W poniedziałek wieczorem Władimir Putin, prezydent Rosji, podpisał dekret o uznaniu niepodległości dwóch samozwańczych republik w Donbasie - Donieckiej i Ługańskiej. Wysłał tam też oddziały swoich wojsk. Tłumaczył się rzekomą troską o "utrzymanie pokoju" w tym rejonie.
We wtorek brytyjski "The Mirror" donosił, że w związku z konfliktem między Rosją a Ukrainą, może zmienić się gospodarz finału tegorocznej edycji Ligi Mistrzów. Aktualnie mecz ten planowany jest na stadionie w Sankt Petersburgu. "W UEFA pojawiły się poważne wątpliwości co do rozegrania meczu na Gazprom Arenie w związku z kryzysem ukraińskim" - podają dziennikarze.

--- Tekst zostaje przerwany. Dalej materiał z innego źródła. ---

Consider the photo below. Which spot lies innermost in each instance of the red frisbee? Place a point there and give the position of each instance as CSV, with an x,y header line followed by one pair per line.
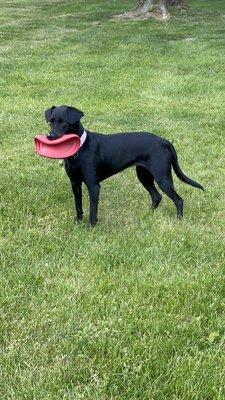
x,y
63,147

W Polsce zastanawiamy się, czy dojdzie do meczu barażowego między drużyną Czesława Michniewicza a Rosją. Mecz ten zaplanowany jest na 24. marca. Jednoznaczne zdanie na ten temat wyraził we wtorek polski minister sportu. – My będziemy zabiegać, żeby w wersji minimum rozegrać ten mecz na terenie neutralnym. Jeżeli nie będzie na to zgody, to będziemy zastanawiać się, co robić. Ja uważam, że w takiej sytuacji polscy sportowcy do Rosji jechać nie powinni, ale to jest moje osobiste zdanie - podkreślił Kamil Bortniczuk w Poranku Polskiego Radia 24.
Wcześniej minister na Twitterze uznał, że na postawę Putina powinien zareagować także świat sportu. "Nie mam wątpliwości, że sankcje powinny objąć również rosyjski sport, który Putin bezwzględnie wykorzystuje do celów politycznych" – napisał Kamil Bortniczuk. Później, na antenie Polskiego Radia rozszerzył swoją myśl.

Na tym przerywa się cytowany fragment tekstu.